As you probably expected, Sphynx cats are prone to getting cold. Sphynx often curl up in sunny spots on the floor, fuzzy blankets, and the warm spot on the couch when you get up to get a drink. They also love to snuggle. As you hold a Sphynx, you will notice that he feels very warm, which is because his body heat escapes directly into the air and is not trapped by his coat.

To help keep your Sphynx cat warm, especially in the winter, make sure he has plenty of cozy spots to rest. You also can teach him to wear clothes as an extra layer of warmth. Have at least two sweaters on hand so that you can swap them out regularly to wash—those skin oils will build up quickly on clothing.

Nail Care

Delicate skin unprotected by a hair coat can be easily damaged by normal scratching. Trim your Sphynx’s nails regularly to prevent overgrowth. Commercial nail caps are another option to cover the sharp nail tips.

Training

Because of their high intelligence and energy, Sphynx cats usually enjoy learning tricks. You can teach your cat to do just about anything—sit, shake, retrieve, and even come when called. Training is a great bonding activity, and mental activity will tire out a crazy kitty faster than physical exercise alone.

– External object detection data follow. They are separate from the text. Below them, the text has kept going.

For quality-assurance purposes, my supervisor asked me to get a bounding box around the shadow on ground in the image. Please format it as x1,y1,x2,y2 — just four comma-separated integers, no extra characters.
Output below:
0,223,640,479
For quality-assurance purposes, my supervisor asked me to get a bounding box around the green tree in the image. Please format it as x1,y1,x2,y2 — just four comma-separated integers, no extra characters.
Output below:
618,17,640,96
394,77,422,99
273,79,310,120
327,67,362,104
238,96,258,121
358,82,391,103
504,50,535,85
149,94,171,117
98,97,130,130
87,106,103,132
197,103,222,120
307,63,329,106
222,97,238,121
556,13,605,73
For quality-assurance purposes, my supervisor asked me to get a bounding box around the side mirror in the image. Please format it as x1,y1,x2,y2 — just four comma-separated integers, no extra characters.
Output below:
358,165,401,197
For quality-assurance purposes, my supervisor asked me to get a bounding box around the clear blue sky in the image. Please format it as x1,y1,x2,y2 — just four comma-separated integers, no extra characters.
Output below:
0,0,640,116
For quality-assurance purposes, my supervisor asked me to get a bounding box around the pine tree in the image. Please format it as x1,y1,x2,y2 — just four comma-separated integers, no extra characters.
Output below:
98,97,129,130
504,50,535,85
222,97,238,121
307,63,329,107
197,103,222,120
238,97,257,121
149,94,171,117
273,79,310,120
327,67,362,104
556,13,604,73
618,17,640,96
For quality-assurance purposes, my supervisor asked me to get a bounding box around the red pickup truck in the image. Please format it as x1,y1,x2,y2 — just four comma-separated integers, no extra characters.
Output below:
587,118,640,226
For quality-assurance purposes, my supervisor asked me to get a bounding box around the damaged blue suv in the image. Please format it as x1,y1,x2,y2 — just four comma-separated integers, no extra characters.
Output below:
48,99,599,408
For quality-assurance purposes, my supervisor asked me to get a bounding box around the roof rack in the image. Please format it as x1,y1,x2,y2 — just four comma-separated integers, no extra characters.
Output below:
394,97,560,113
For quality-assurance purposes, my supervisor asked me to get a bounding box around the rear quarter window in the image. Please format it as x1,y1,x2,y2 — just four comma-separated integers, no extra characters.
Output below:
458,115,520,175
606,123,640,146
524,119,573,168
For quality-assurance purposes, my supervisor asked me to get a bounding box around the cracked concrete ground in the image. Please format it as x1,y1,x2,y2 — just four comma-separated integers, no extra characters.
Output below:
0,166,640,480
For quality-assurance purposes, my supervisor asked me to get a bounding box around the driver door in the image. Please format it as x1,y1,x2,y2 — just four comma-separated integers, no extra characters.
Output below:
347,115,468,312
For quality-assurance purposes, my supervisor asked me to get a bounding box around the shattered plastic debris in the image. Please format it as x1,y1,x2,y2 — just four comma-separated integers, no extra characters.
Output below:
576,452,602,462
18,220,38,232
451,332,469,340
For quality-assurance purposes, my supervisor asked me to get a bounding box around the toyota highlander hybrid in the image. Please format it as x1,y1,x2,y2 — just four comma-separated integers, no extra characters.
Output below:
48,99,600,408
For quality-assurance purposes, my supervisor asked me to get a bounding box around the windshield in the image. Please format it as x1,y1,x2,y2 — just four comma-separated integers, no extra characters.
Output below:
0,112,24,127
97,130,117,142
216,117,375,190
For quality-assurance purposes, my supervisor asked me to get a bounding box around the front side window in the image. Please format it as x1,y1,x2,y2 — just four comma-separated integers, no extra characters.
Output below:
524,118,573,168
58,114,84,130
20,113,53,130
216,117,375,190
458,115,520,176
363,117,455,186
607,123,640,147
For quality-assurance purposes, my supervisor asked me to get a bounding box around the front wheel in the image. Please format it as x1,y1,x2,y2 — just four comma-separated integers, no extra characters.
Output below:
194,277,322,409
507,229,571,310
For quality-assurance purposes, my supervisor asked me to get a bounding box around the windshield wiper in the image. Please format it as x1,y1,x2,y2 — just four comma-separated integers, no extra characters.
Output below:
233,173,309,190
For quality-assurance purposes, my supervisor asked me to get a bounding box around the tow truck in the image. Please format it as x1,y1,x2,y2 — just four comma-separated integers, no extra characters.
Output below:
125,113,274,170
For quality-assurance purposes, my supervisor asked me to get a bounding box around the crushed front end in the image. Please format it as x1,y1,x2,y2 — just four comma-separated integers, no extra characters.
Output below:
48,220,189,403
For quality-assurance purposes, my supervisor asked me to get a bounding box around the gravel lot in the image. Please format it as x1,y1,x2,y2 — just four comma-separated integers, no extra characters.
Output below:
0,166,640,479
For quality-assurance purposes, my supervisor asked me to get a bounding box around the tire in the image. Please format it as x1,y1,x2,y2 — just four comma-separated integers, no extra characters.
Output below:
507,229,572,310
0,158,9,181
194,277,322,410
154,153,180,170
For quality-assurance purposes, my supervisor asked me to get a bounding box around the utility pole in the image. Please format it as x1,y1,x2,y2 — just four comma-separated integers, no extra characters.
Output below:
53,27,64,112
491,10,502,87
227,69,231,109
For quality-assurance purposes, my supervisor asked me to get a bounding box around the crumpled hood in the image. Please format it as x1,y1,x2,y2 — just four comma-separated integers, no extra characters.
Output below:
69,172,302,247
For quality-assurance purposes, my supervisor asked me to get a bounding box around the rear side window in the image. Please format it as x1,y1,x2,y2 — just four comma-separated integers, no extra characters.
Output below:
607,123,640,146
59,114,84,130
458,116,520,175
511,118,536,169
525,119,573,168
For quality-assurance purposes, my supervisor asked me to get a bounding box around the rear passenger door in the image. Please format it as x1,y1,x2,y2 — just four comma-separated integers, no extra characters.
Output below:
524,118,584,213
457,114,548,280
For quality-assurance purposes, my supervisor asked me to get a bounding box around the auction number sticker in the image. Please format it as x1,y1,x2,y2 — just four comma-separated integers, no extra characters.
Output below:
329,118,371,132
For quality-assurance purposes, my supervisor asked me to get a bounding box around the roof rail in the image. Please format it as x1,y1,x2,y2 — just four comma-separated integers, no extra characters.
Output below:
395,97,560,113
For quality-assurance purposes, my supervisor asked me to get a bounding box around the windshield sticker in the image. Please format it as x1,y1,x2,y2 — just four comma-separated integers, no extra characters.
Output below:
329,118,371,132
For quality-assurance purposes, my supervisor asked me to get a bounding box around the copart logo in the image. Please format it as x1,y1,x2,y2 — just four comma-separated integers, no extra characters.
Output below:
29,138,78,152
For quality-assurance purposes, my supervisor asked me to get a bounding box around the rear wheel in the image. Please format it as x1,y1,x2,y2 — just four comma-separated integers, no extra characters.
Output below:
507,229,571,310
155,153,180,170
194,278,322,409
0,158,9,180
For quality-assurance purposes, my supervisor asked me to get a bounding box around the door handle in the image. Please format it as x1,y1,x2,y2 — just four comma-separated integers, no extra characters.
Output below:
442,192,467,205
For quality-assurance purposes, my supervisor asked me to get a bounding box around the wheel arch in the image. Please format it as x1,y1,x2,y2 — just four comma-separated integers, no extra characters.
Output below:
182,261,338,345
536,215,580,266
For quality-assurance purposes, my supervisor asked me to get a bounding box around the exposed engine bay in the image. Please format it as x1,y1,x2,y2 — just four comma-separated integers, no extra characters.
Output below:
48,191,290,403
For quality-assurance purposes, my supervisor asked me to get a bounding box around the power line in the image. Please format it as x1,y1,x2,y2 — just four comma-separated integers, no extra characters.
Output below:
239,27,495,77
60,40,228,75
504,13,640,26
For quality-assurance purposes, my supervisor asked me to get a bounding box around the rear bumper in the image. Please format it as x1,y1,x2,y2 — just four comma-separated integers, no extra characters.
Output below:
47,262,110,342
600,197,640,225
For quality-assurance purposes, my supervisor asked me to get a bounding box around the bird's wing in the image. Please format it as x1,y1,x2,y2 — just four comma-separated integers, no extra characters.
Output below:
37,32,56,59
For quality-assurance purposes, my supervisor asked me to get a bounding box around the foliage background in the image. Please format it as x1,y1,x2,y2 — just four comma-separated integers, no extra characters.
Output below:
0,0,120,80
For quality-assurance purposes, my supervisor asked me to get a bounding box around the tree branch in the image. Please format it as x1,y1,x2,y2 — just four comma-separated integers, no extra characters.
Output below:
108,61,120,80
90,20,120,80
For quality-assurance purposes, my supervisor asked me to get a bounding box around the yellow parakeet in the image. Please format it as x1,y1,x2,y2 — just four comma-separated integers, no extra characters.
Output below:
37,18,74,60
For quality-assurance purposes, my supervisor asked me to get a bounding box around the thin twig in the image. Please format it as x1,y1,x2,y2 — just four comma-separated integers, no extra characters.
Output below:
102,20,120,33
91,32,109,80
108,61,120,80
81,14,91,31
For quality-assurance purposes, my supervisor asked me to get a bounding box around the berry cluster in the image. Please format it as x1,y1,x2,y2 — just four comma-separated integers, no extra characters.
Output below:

The Sphynx is one of several breeds of hairless cats, including the Bambino, Donskoy, Elf Cat, Ukranian Levkoy, and the Peterbald. If you’re willing to provide the additional care, the Sphynx cat can make a wonderful, loving, fun pet. Their life expectancy is nine to 15 years, compared to 13 to 17 for an indoor domestic shorthair cat.


davit85 | Deposit Photos

Blue-eyed Sphynx kittens

Did You Know? Blood Type and Breeding

Like many other purebred cats, most Sphynx are blood type B. This blood type is less common than type A, which is found in most domestic shorthairs and mixed breed cats. Rarely, a Sphynx will be type AB. This is important to know if your Sphynx has a health emergency that requires a blood transfusion, because giving type A blood to a type B cat causes a fatal reaction. Both the potential donor and recipient should always be blood typed before performing a transfusion. This can be performed with an agglutination test at your vet clinic.

Blood type is also important to know if you are considering breeding Sphynx cats. In rare cases where the kittens do not have the same blood type as their mother, antibodies passed to the kittens in the colostrum can cause reactions.

Blood type both parents and brush up on your genetics before breeding a litter to avoid unnecessary heartbreak.